I want to tell you about some of the comments I received on my Facebook post yesterday lamenting the cancellation of my Thanksgiving plans due to the pandemic. Among a thousand reactions, mostly in private groups, about 5 people said that Covid-19 was a government hoax and I should not do what the government says. Another few people objected to my statement that wearing a mask is like wearing a seatbelt. They said seatbelts benefit only the wearer while masks benefit others in risky proximity. I think these comments reflect a disconnect in our understanding of the relationship between us as individuals, our government and the public good.
It is the cost of the public good we are trying to manage by imposing restrictions on individual behavior. As a nation of citizen-voters we institute government for the public good. Of course, we don’t always agree on what the public good is or how to manage it. That’s why we have a vote, to consider diverse options for the most effective approach. Diversity protects us from tyranny. Our disagreement is diversity in action. We need disagreement. It’s part of the process of democracy. That’s why the trend toward demonizing those with whom we disagree is dangerous. Tolerance for diverse points of view is fundamental to the public good.
Masks, seatbelts and smoking bans are intended to protect the public good by reducing real costs to all of us.

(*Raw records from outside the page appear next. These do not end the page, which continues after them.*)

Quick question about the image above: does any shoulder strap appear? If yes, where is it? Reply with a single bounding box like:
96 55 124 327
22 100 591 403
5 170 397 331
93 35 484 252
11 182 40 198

Masks, seatbelts and smoking bans reduce costs by limiting the impact of individual behavior that can increase the need for public healthcare and public safety. First responders, healthcare workers, essential workers and law enforcement have real costs in money and quality of life. We, the people, pay these costs with our wellbeing, our taxes and our cost of living.
The fact that so many of us don’t recognize the public good, don’t see it or feel it or appreciate the need for it, or think they own it, is the actual problem we need to address right now. The public good is public, not one particular group of people. Covid-19 has taught us how supply chains link together people and processes to produce the things we need for our quality of life, like food and toilet paper. Diversity, disagreement, voting and government link people together in the supply chain for the public good. The public good is us, all of us, and we are only as strong as our weakest link. That’s why we all share the cost of protecting the public good.